Genesis 1, by contrast, is a beautiful song. Written in a poetic, liturgical style it tells a lovely and subversive story. The opening chapter of the Bible claims that the world is not made and ruled by the forces of nature or the all-intimidating Babylonian or Near Eastern gods, but by Israel’s God. He, the story declares, is the true and ultimate God, who creates not out of whim or weakness but as part of a powerful and wonderful plan.
The song tells of a loving, rejoicing, intimate Creator who is proclaiming and creating; who takes the chaos and forms it into something functional, beautiful, and life giving. It tells of a relationship that under-girds reality: power belongs to the Creator, and we are not merely nature but creation. This idea imbibes everything with purpose, hope, and possibility.
For the Israelites in the ancient near east, this creation song was a subversive political and theological statement – a small and relatively powerless nation claiming an identity and reality which the invading powers could not touch. The song beautifully insists that we exist not by accident or by the whim of lazy, quarreling gods, but are called forth by a loving Creator with a long term plan for relationship, goodness, and life. We are not (ultimately) under the thumb of the gods and rulers of Babylon or Egypt, but image bearers of the Creator who has not for a moment lost track of his creative, redemptive plan.

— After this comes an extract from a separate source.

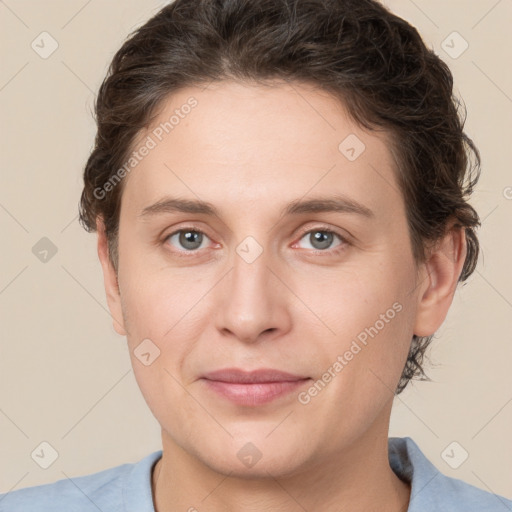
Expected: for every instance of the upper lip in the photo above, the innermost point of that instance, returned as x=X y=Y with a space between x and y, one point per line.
x=236 y=375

The song ends with the Creator resting on the seventh day. This rest implies not exhaustion after much work, but a deity or king ‘coming to rest’ in the place where he will dwell and reign. In other words, what the Creator has made is not only a good home for His creation, but for Himself as well, and he is present here in a permanent sense.
Today we are so far removed from the questions and assumptions of this ancient world that we see little of this political and theological stake in the ground when we read chapter 1 of Genesis. We bring our own questions and needs to the text, assuming it is written with them in mind, and confused when they are not addressed.
When Old Testament scholar John Walton teaches on Genesis 1 he tells the story of building a house. He discusses blueprints and foundations, framework, plumbing, and wiring. He talks about the construction contracts and legal codes. It is quite boring, to be honest. All true no doubt, important and necessary, but factual rather than poetic.
But then he tells a second story, a story about a home. It takes place in the same physical space as the first story, but this is about a family moving in, years after the building itself was constructed. We imagine furniture and decorations being arranged, children making sure their favorite blankets and bears are in place, meals being eaten together, memories being made, a new family identity being formed.
Both stories are about the same building. The first, about the origin details of a house. The second, about the creation of a home. Likewise, Walton says, Genesis 1 is not about the scientific details of the origins of the universe, but the creation of a home that God forms within it. And more shocking still – a home in which he intends to dwell with us. Yes, God is the ultimate cause of all we see and know but the revolutionary message of Genesis 1 is theological – God has taken the house and given it a sacred function for both creation and Creator, a home in which he will dwell with us.